Minister De Jonge (VWS) stuurt het rapport van de NZa vandaag naar de Kamer. In zijn begeleidende brief gaat hij ook in op de beperkte aanspraak van fysio- en oefentherapie. “Op dit moment werk ik samen met betrokken partijen – beroepsgroepen, zorgverzekeraars, Patiëntenfederatie en het Zorginstituut – aan een plan van aanpak”, laat hij weten. “Dit moet uiteindelijk leiden tot een onderbouwing en concretisering van de verwachte meerwaarde van fysio- en oefentherapie. Op basis hiervan kan een nieuw kabinet besluiten om de aanspraak – indien nodig – anders in te richten.”
Ron Sneep
Tot mijn verbazing lees ik: “Om tot een nieuwe toekomstvisie voor de paramedische zorg te komen legt de NZa ten slotte de bal bij de zorgaanbieders en zorgverzekeraars samen neer.” Die bal ligt er naar mijn mening al jaren. De essentie van de onwil bij zorgverzekeraars wordt verwoord in de zin: “….. en zorgverzekeraars juist de tarieven beperken om de betaalbaarheid te borgen”, aldus de NZa.

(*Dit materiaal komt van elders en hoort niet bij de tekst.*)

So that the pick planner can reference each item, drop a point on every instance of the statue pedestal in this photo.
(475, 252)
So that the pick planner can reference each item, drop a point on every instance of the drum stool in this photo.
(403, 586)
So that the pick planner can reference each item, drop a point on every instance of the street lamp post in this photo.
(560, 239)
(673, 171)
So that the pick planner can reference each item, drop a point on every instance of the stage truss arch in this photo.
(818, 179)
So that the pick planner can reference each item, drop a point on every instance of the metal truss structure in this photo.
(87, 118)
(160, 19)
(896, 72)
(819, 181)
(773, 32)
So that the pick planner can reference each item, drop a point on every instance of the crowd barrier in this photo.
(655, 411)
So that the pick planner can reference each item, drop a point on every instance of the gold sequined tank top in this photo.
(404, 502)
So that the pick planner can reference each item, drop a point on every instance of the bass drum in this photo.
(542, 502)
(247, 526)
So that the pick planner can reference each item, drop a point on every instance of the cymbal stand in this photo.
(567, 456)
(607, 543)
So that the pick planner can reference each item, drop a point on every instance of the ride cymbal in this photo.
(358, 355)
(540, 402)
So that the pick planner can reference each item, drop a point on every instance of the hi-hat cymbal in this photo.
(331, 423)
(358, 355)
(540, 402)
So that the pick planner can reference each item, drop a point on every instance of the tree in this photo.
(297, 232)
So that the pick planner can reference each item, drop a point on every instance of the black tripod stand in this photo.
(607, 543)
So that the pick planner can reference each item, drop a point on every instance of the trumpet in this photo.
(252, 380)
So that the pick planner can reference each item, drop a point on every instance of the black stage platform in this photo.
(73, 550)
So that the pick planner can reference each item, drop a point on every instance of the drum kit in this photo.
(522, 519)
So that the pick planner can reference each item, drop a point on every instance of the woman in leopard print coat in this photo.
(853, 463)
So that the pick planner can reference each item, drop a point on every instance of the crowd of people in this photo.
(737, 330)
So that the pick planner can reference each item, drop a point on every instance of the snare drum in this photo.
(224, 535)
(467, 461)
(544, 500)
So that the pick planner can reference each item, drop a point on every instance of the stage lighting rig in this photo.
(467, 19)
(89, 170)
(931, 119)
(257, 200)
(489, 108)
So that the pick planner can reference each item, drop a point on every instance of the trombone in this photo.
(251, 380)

Zo lang zorgverzekeraars het adagium “betaalbaarheid van de zorg” kunnen en mogen misbruiken om kwalitatief goede en juiste zorg op de juist plaats te blokkeren, is het NZA standpunt om de bal neer te leggen bij het overleg tussen aanbieders en verzekeraars een heilloze weg. Al jaren het adagium wat tot vandaag nooit iets heeft opgeleverd. Ingrijpen door de NZA in misbruiken van het begrip betaalbaarheid levert vermoedelijk veel meer kans van slagen op dan deze al jaren gehoorde loze kreet. Zorgverzekeraars behoren primair zorg te dragen voor kwalitatief verantwoorde én betaalbare zorg. Zolang zorgverzekeraars het eerste stelselmatig en straffeloos achterwege mogen laten, is dit NZa standpunt (wederom) gedoemd te mislukken.